Leggi anche: Tramonto, la recensione: l'impero alla fine della decadenza
Una donna e un tempo misteriosi
In mezzo allo scompiglio di una città che sembra folle, c'è lo sguardo limpido di Írisz Leiter, modista che cerca di capire cosa sia successo al fratello, che non vede da anni: "Il modo in cui lei guarda il mondo è molto speciale, è un personaggio e una donna insolita" ci ha detto Nemes, proseguendo: "Non riesce ad avere tutte le informazioni di ciò che la circonda, quindi forse è quasi pietrificata da quello che sta succedendo. Per lei è quasi difficile muoversi, ma è piena di energia che la spinge, vuole risolvere il mistero del fratello: mi interessava molto il contrasto tra il fatto che sia pietrificata e la spinta a cercare la verità. Lavoro con i personaggi in un modo diverso: gli aspetti emotivi a cui il pubblico ha accesso sono rivelati in modo differente da come si fa di solito, mi piace dare allo spettatore degli indizi sui personaggi. In un certo senso, la storia di Írisz Leiter è quasi come quella di Giovanna D'Arco."
La protagonista Juli Jakab ci ha descritto così il suo personaggio: "Írisz è come un foglio bianco, è pura: mano a mano che la storia procede comincia a conoscere ciò che è dentro di lei, si pone delle domande, capirsce quali sono i suoi desideri, trova la propria personalità. Si rende conto che per cambiare, per diventare una persona reale, deve poter conoscere le proprie radici, ma per farlo deve liberarsi della sua storia precedente."
La disperata ricerca del fratello della protagonista sembra quasi un viaggio dantesco nel cuore dell'Inferno e il regista ha confermato questa impressione: "I fatti raccontati sono di finzione, ma a inizio '900 c'era una moltitudine di movimenti politici che ha creato una sorta di società separata: molti gruppi erano ossessionati dal mistero, dall'ignoto, da forze che non possiamo controllare, qualcosa che ha fatto parte anche del Nazismo. Per me nel film ci sono delle forze oscure che si aggirano per le strade di Budapest e non possiamo capirle appieno, ma allo stesso tempo c'è anche qualcosa di molto concreto. Il film stesso è un anello di congiunzione tra fatti reali e una favola."

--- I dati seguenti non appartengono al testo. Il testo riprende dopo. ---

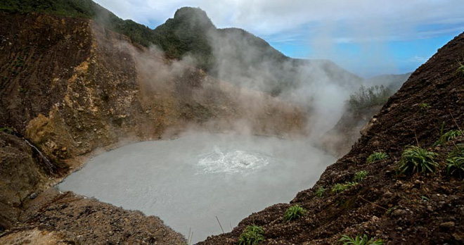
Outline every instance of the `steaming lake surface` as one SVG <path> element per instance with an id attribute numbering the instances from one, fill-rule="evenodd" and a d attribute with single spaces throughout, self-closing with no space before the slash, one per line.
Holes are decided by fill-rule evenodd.
<path id="1" fill-rule="evenodd" d="M 91 159 L 58 185 L 160 217 L 197 242 L 288 202 L 336 159 L 309 142 L 196 133 L 129 144 Z"/>

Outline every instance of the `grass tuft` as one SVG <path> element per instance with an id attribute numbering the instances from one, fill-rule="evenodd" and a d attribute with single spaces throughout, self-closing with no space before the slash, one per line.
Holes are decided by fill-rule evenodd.
<path id="1" fill-rule="evenodd" d="M 464 135 L 464 132 L 463 132 L 463 130 L 448 131 L 446 133 L 442 134 L 442 136 L 440 136 L 440 139 L 435 142 L 433 146 L 437 146 L 439 144 L 444 144 L 457 137 L 463 136 L 463 135 Z"/>
<path id="2" fill-rule="evenodd" d="M 434 172 L 438 167 L 436 156 L 437 153 L 419 146 L 407 146 L 401 154 L 398 170 L 402 174 Z"/>
<path id="3" fill-rule="evenodd" d="M 352 238 L 345 234 L 342 236 L 338 241 L 343 244 L 343 245 L 383 245 L 384 244 L 382 239 L 369 239 L 366 234 L 363 236 L 357 235 L 355 238 Z"/>
<path id="4" fill-rule="evenodd" d="M 264 240 L 264 230 L 256 225 L 247 225 L 238 237 L 238 245 L 256 245 Z"/>
<path id="5" fill-rule="evenodd" d="M 459 67 L 456 70 L 456 75 L 458 77 L 464 77 L 464 64 L 460 62 L 458 62 Z"/>
<path id="6" fill-rule="evenodd" d="M 323 187 L 321 187 L 317 189 L 317 191 L 316 191 L 316 196 L 317 197 L 322 197 L 324 196 L 324 193 L 326 192 L 326 189 Z"/>
<path id="7" fill-rule="evenodd" d="M 388 158 L 388 154 L 383 151 L 379 151 L 379 152 L 374 152 L 369 157 L 367 158 L 366 160 L 366 163 L 374 163 L 378 161 L 382 161 Z"/>
<path id="8" fill-rule="evenodd" d="M 307 212 L 307 211 L 304 208 L 299 206 L 299 205 L 296 204 L 287 209 L 283 215 L 283 220 L 287 222 L 294 220 L 303 217 Z"/>
<path id="9" fill-rule="evenodd" d="M 354 174 L 354 177 L 353 177 L 353 181 L 356 183 L 361 182 L 361 181 L 363 181 L 363 180 L 366 178 L 366 177 L 367 177 L 368 173 L 369 172 L 365 170 L 361 170 L 359 172 L 356 172 Z"/>
<path id="10" fill-rule="evenodd" d="M 356 184 L 358 184 L 358 183 L 356 182 L 346 182 L 344 184 L 335 184 L 333 186 L 333 187 L 332 187 L 331 191 L 335 194 L 340 193 Z"/>

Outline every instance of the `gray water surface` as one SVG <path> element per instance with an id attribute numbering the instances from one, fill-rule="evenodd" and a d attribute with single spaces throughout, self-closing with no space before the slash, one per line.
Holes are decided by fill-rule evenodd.
<path id="1" fill-rule="evenodd" d="M 91 159 L 58 188 L 160 217 L 193 242 L 288 202 L 336 159 L 306 141 L 195 133 Z"/>

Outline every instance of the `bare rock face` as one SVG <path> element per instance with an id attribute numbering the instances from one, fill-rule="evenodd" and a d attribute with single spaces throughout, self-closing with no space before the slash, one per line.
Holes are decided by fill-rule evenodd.
<path id="1" fill-rule="evenodd" d="M 24 141 L 0 132 L 0 230 L 18 221 L 20 206 L 48 180 L 37 153 Z"/>
<path id="2" fill-rule="evenodd" d="M 186 128 L 286 135 L 306 123 L 297 106 L 166 60 L 92 20 L 5 12 L 0 20 L 0 127 L 15 134 L 0 132 L 0 231 L 10 230 L 0 243 L 181 244 L 155 217 L 42 191 L 115 144 Z"/>
<path id="3" fill-rule="evenodd" d="M 385 244 L 462 244 L 464 186 L 462 176 L 446 173 L 446 156 L 462 146 L 464 137 L 433 145 L 443 123 L 444 132 L 464 128 L 464 80 L 456 73 L 463 51 L 464 33 L 418 68 L 313 188 L 298 193 L 290 204 L 251 214 L 231 232 L 199 244 L 235 244 L 252 224 L 264 230 L 264 244 L 335 244 L 343 235 L 363 234 Z M 437 154 L 437 172 L 397 175 L 403 151 L 417 145 Z M 379 151 L 389 158 L 366 163 Z M 360 171 L 367 172 L 361 182 L 341 192 L 331 191 L 352 182 Z M 286 209 L 295 204 L 307 213 L 285 222 Z"/>

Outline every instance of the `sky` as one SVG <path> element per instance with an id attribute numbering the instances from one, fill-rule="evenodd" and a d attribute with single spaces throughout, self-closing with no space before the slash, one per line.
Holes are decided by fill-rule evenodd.
<path id="1" fill-rule="evenodd" d="M 94 0 L 151 28 L 183 6 L 244 29 L 284 54 L 330 59 L 363 77 L 414 71 L 464 32 L 463 0 Z"/>

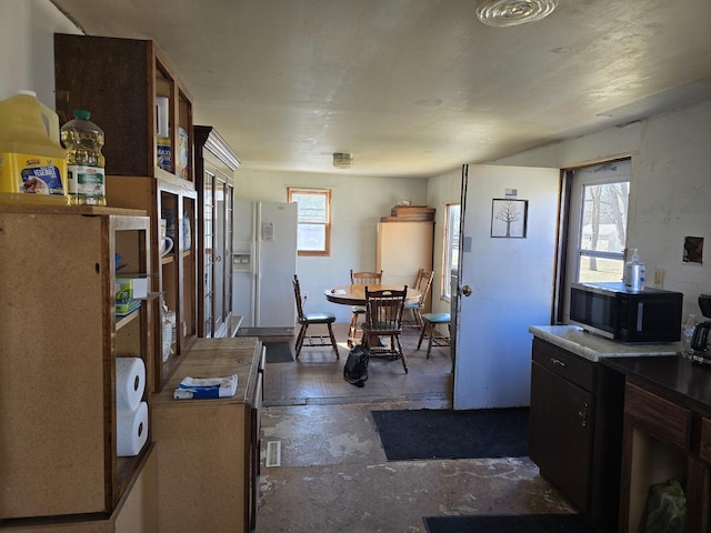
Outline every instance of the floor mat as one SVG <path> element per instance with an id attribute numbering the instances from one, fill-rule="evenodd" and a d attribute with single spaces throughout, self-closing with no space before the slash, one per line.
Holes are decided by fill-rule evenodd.
<path id="1" fill-rule="evenodd" d="M 290 363 L 293 361 L 289 342 L 264 342 L 268 363 Z"/>
<path id="2" fill-rule="evenodd" d="M 523 457 L 529 408 L 371 411 L 389 461 Z"/>
<path id="3" fill-rule="evenodd" d="M 237 336 L 293 336 L 293 328 L 240 328 Z"/>
<path id="4" fill-rule="evenodd" d="M 424 516 L 428 533 L 592 533 L 579 514 Z"/>

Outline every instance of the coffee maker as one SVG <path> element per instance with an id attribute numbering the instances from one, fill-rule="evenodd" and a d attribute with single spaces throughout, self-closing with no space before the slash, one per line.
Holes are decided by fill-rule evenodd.
<path id="1" fill-rule="evenodd" d="M 711 319 L 711 294 L 699 294 L 699 308 L 701 308 L 701 314 L 707 319 Z M 694 352 L 694 359 L 700 356 L 704 362 L 711 362 L 711 352 L 709 351 L 710 332 L 711 321 L 701 322 L 693 329 L 691 348 Z"/>

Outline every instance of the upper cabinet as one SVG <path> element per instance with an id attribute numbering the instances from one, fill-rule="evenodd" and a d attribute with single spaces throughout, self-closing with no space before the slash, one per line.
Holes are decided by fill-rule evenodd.
<path id="1" fill-rule="evenodd" d="M 107 174 L 192 182 L 192 103 L 153 41 L 54 36 L 60 123 L 86 109 L 104 132 Z"/>
<path id="2" fill-rule="evenodd" d="M 150 217 L 154 385 L 197 335 L 192 102 L 152 41 L 54 36 L 57 112 L 86 109 L 103 131 L 107 204 Z"/>

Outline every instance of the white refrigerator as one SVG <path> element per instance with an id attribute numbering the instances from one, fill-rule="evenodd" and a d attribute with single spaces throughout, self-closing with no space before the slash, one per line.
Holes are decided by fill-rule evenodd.
<path id="1" fill-rule="evenodd" d="M 247 328 L 293 332 L 298 205 L 237 200 L 233 217 L 233 312 Z"/>

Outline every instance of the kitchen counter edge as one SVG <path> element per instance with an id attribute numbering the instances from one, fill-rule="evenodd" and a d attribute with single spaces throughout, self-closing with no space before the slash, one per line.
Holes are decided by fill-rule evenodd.
<path id="1" fill-rule="evenodd" d="M 604 358 L 678 355 L 681 350 L 680 342 L 663 344 L 624 343 L 589 333 L 577 325 L 530 325 L 529 332 L 533 336 L 592 362 L 598 362 Z"/>

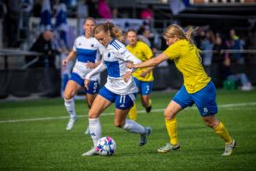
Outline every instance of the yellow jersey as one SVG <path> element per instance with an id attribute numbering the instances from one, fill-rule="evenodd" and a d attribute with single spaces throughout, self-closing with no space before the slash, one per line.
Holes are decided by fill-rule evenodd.
<path id="1" fill-rule="evenodd" d="M 127 45 L 126 49 L 142 62 L 149 60 L 153 56 L 153 53 L 150 47 L 148 47 L 146 44 L 140 41 L 137 41 L 136 44 L 134 47 Z M 145 77 L 140 76 L 140 74 L 147 69 L 148 68 L 138 68 L 134 73 L 133 73 L 133 76 L 141 81 L 152 81 L 154 80 L 152 71 L 148 73 Z"/>
<path id="2" fill-rule="evenodd" d="M 169 46 L 164 51 L 173 59 L 182 74 L 184 86 L 188 93 L 203 89 L 211 81 L 201 63 L 199 50 L 186 39 L 181 39 Z"/>

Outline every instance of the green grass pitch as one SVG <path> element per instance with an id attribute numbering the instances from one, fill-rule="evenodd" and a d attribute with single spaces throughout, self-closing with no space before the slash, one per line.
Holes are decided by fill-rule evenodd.
<path id="1" fill-rule="evenodd" d="M 256 170 L 256 91 L 217 91 L 220 119 L 237 141 L 232 156 L 223 157 L 224 144 L 202 121 L 198 110 L 188 108 L 178 116 L 179 150 L 159 154 L 169 142 L 164 109 L 174 93 L 153 92 L 152 109 L 146 114 L 137 98 L 138 122 L 151 126 L 148 144 L 138 146 L 139 135 L 114 127 L 114 105 L 100 118 L 102 135 L 116 144 L 113 156 L 87 156 L 92 143 L 85 102 L 75 102 L 79 120 L 66 131 L 68 114 L 61 98 L 0 102 L 0 170 Z"/>

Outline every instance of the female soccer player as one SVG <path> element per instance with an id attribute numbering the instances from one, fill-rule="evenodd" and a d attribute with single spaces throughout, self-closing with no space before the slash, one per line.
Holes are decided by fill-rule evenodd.
<path id="1" fill-rule="evenodd" d="M 63 61 L 63 66 L 65 67 L 69 61 L 77 56 L 71 78 L 68 81 L 64 91 L 64 104 L 70 115 L 70 119 L 66 127 L 67 130 L 71 130 L 77 120 L 73 97 L 79 89 L 84 86 L 86 75 L 100 63 L 98 51 L 102 45 L 93 38 L 95 26 L 96 23 L 93 18 L 88 17 L 86 19 L 83 25 L 85 34 L 75 39 L 73 50 Z M 86 96 L 89 108 L 91 108 L 96 94 L 98 92 L 99 80 L 99 74 L 92 77 L 89 89 L 86 90 Z"/>
<path id="2" fill-rule="evenodd" d="M 130 133 L 140 133 L 139 145 L 146 144 L 146 137 L 151 133 L 150 127 L 144 127 L 126 116 L 133 107 L 137 95 L 136 84 L 131 76 L 132 70 L 125 67 L 129 61 L 139 63 L 140 61 L 129 53 L 120 42 L 122 40 L 122 31 L 110 22 L 99 24 L 95 28 L 95 38 L 105 49 L 103 50 L 103 62 L 89 73 L 85 80 L 86 88 L 92 76 L 107 69 L 108 78 L 104 86 L 99 91 L 88 113 L 89 129 L 94 147 L 82 156 L 98 155 L 96 144 L 101 138 L 99 116 L 112 103 L 116 103 L 115 126 Z"/>
<path id="3" fill-rule="evenodd" d="M 153 56 L 153 53 L 150 47 L 148 47 L 146 44 L 138 41 L 137 32 L 134 29 L 129 29 L 127 32 L 127 39 L 128 41 L 128 45 L 126 46 L 126 49 L 140 61 L 145 62 Z M 152 109 L 150 94 L 152 90 L 154 80 L 152 68 L 153 67 L 139 68 L 133 74 L 137 87 L 141 94 L 141 103 L 144 108 L 146 108 L 147 113 Z M 129 117 L 134 121 L 136 121 L 137 119 L 135 103 L 129 112 Z"/>
<path id="4" fill-rule="evenodd" d="M 158 149 L 158 152 L 167 152 L 180 147 L 177 139 L 177 121 L 179 111 L 193 103 L 196 104 L 202 119 L 212 127 L 225 142 L 223 156 L 229 156 L 235 146 L 224 125 L 215 116 L 217 113 L 216 88 L 211 78 L 205 74 L 201 64 L 199 51 L 193 43 L 190 28 L 184 32 L 177 25 L 169 26 L 164 32 L 164 38 L 169 47 L 159 56 L 140 64 L 128 63 L 128 68 L 140 68 L 157 66 L 167 59 L 172 59 L 178 70 L 183 74 L 184 86 L 176 94 L 164 111 L 165 125 L 170 138 L 170 144 Z"/>

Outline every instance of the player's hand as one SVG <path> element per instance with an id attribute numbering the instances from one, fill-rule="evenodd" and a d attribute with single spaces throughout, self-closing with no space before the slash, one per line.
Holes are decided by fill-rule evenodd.
<path id="1" fill-rule="evenodd" d="M 68 58 L 63 59 L 63 67 L 66 67 L 67 64 L 68 64 Z"/>
<path id="2" fill-rule="evenodd" d="M 85 87 L 86 90 L 89 90 L 89 84 L 90 84 L 90 80 L 86 79 L 84 81 Z"/>
<path id="3" fill-rule="evenodd" d="M 87 62 L 87 63 L 86 63 L 86 68 L 95 68 L 96 67 L 97 67 L 97 64 L 96 63 L 92 63 L 92 62 Z"/>
<path id="4" fill-rule="evenodd" d="M 126 64 L 125 64 L 126 68 L 129 68 L 129 69 L 132 69 L 134 68 L 134 63 L 131 62 L 127 62 Z"/>
<path id="5" fill-rule="evenodd" d="M 132 75 L 132 72 L 130 72 L 130 71 L 126 72 L 126 74 L 123 76 L 123 80 L 125 82 L 128 82 L 130 80 L 131 75 Z"/>

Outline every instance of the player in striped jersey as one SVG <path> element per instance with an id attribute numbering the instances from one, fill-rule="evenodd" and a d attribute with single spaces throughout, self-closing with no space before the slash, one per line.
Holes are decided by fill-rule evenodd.
<path id="1" fill-rule="evenodd" d="M 63 61 L 65 67 L 68 62 L 76 56 L 71 78 L 67 83 L 64 91 L 64 104 L 70 115 L 66 129 L 71 130 L 77 120 L 74 96 L 84 86 L 86 75 L 100 63 L 99 50 L 102 45 L 93 38 L 93 32 L 96 23 L 93 18 L 86 19 L 83 28 L 85 34 L 78 37 L 74 44 L 73 49 L 68 56 Z M 89 89 L 86 90 L 86 102 L 88 108 L 91 108 L 92 102 L 98 92 L 100 75 L 96 74 L 92 78 Z"/>
<path id="2" fill-rule="evenodd" d="M 115 126 L 130 133 L 140 133 L 139 145 L 146 144 L 146 137 L 151 133 L 150 127 L 144 127 L 132 120 L 126 119 L 134 105 L 138 90 L 131 75 L 132 70 L 128 69 L 125 63 L 127 62 L 139 63 L 140 61 L 126 50 L 120 42 L 122 37 L 122 31 L 110 22 L 99 24 L 95 28 L 95 38 L 104 45 L 105 49 L 103 51 L 103 62 L 86 75 L 85 86 L 87 86 L 93 75 L 105 69 L 108 78 L 88 114 L 90 133 L 94 147 L 82 156 L 98 154 L 96 144 L 101 138 L 99 116 L 112 103 L 116 103 Z"/>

Leggi anche: Tutto d'un fiato! I migliori piani sequenza cinematografici degli ultimi 25 anni
Dopo Il figlio di Saul, un'altra esperienza in soggettiva
Dopo il figlio di Saul, girato tutto secondo il punto di vista del protagonista, in Tramonto László Nemes riprende lo stesso stile: "Volevo creare un mondo molto personale, percepito in maniera soggettiva: mi interessa immergere lo spettatore in un mondo a cui non abbiamo pieno accesso. Non volevo fare un film in costume classico, sono più interessato a far fare allo spettatore un viaggio che si distacca dal modo tradizionale di fare film, non per il semplice gusto di spezzare questi canoni, ma per dare al pubblico la possibilità di addentrarsi in un percorso personale, fatto di desideri. Avvicinarsi all'esperienza soggettiva delle persone credo sia qualcosa che è al centro del mio lavoro. All'inizio non volevo fare le riprese con la macchina a spalla, volevo usare il dolly, ma poi ci siamo resi conto che le scene che abbiamo disegnato erano così complesse che era necessario girarle così. La mia preoccupazione principale era far arrivare allo spettatore questa esperienza soggettiva, con tutte le sue limitazioni. È stato un viaggio anche per noi: lo stile del film si è definito durante le riprese. Forse mi sono ripetuto, sicuramente ci sono delle somiglianze con Il figlio di Saul, ma almeno è uno stile personale, non sembra quello di qualcun altro."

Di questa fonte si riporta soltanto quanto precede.